Os pesquisadores tomaram conhecimento da existência dos morcegos
depois que os animais foram encaminhados ao Laboratório de Mastozoologia
da Universidade Estadual do Norte do Rio de Janeiro. Ninguém na equipe
de Nogueira, que inclui os embriólogos Nadja Lima Pinheiro e Adriana
Ventura, da Universidade Estadual do Rio de Janeiro, viu os gêmeos no
instante em que foram encontrados. Por isso, os cientistas não estão
certos se os gêmeos sobreviveram ou se morreram logo após o nascimento.
Gêmeos brasileiros
Os morcegos, encontrados sob uma mangueira no sudeste do Brasil em
2001, são gêmeos siameses do tipo dicefálicos parapagos, o que significa
que estão orientados lado a lado com seus troncos inteiros unidos. Os
raios-X revelaram que as espinhas dos gêmeos têm o formato de um “Y”,
com duas colunas vertebrais separadas se ramificando na parte inferior
das costas. As imagens de ultrassom também revelaram dois corações de
igual tamanho que os pesquisadores suspeitam estar separados, disseram
os cientistas.
omo a maioria dos morcegos tem apenas um filhote por ninhada, é até
mesmo raro encontrar morcegos gêmeos não siameses. Durante os cinco anos
em que Daniel Urban, associado da pesquisa de pós-doutorado em biologia
evolutiva do desenvolvimento na Universidade de Illinois, em
Urbana-Champaign, estudou morcegos, ele só viu um único filhote, voando
ao redor de sua mãe. Urban foi o autor principal do estudo de 2015 sobre
morcegos siameses, que foi publicado na revista Acta Chiropterologica.
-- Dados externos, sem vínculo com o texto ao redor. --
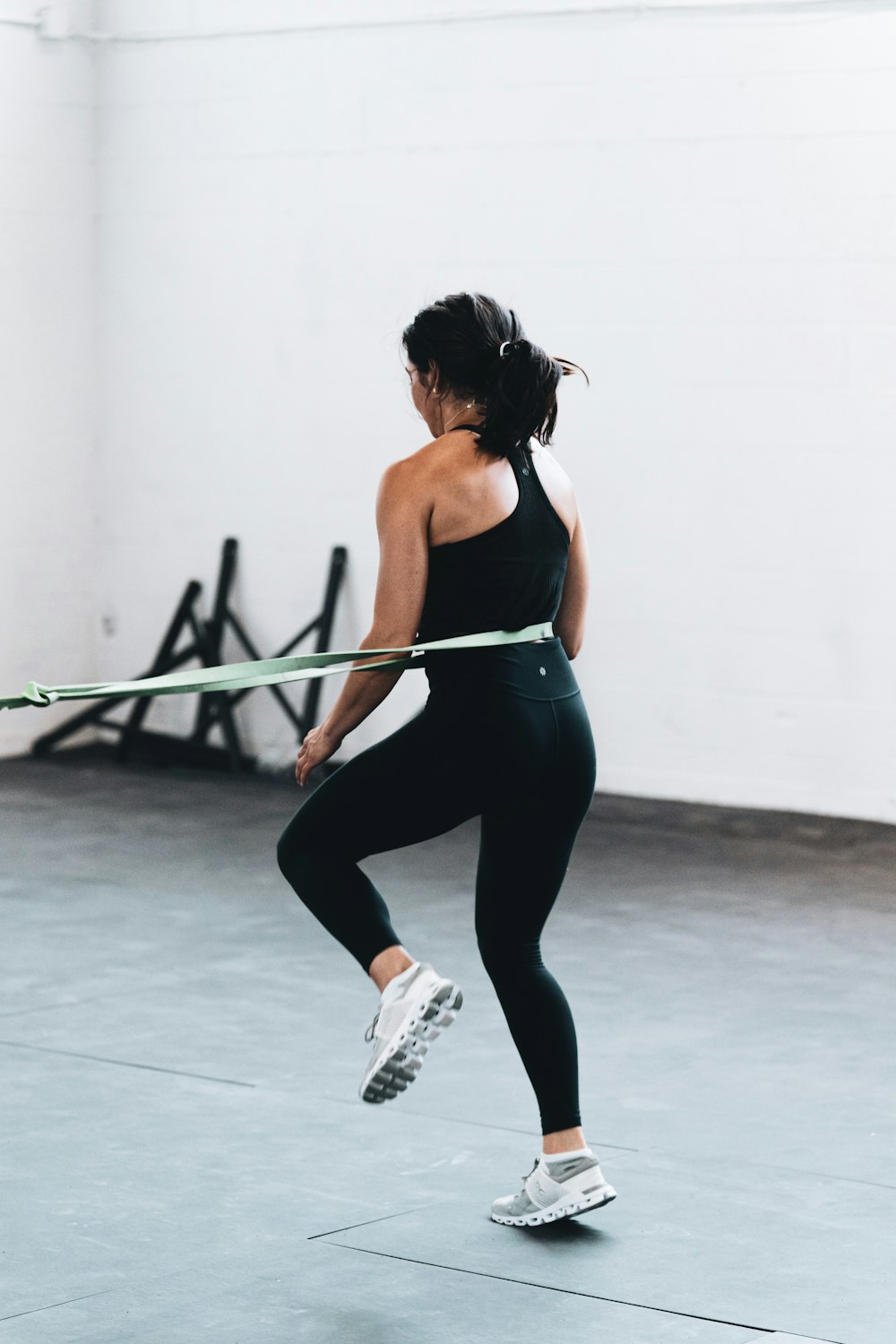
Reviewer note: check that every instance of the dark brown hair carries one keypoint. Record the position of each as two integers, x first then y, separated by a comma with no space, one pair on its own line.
460,336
É ainda mais difícil encontrar gêmeos de morcegos siameses. Mas não
significa que isso seja mais raro entre os morcegos do que em outros
mamíferos, de acordo com Scott Pedersen, professor de biologia e
microbiologia da South Dakota State University, que não estava envolvido
no novo estudo. “Só quer dizer que os humanos descobriram morcegos
siameses com menos frequência do que viram isso em outros animais”,
disse ele ao Live Science em um e-mail.
Mesmo que os morcegos siameses sobrevivam ao nascimento, é provável
que eles morram logo depois, porque seus corpos não conseguem
sustentá-los, disse Pedersen. Os morcegos também tendem a viver em
lugares inabitados por seres humanos. Isso que significa que, mesmo que
uma pessoa se arrisque por essas áreas, ela precisaria encontrar os
siameses antes que os organismos dos animais se degradassem.
Isso
só é mais improvável pelo fato de que os morcegos têm hábitos noturnos,
disse Urban. Se um morcegos siameses nascerem durante o dia, isso
provavelmente acontece em um ambiente seguro para a mãe e sua ninhada, o
que significa que as pessoas não os veriam. Ela pode dar à luz ao ar
livre, mas isso ocorre apenas durante a noite, quando os gêmeos ficam
obscurecidos pela escuridão, disse Urban. “Observando todos esses fatores juntos, é incrível que tenhamos encontrado ao menos um desses morcegos”, acrescentou.
Preservação
Embora pouco se saiba sobre os órgãos dos morcegos siameses
recentemente descobertos, os pesquisadores optaram por não usar métodos
invasivos para investigar os corpos dos animais.
“É tão raro e precioso encontrar algo assim que não se pode fazer
nenhum tipo de amostragem destrutiva para obter um olhar mais detalhado.
Estamos, é claro, muito curiosos sobre isso, mas pode haver apenas uma
chance para observá-los sem danificar nada em sua estrutura. Então, pela
pesquisa, eles serão guardados por um tempo, até o momento em que uma
tecnologia mais nova nos permita prosseguir ainda mais sem danificar
completamente o que já temos “, disse Urban.
O novo estudo foi publicado na internet em 16 de junho na revista Anatomia Histologia Embryologia.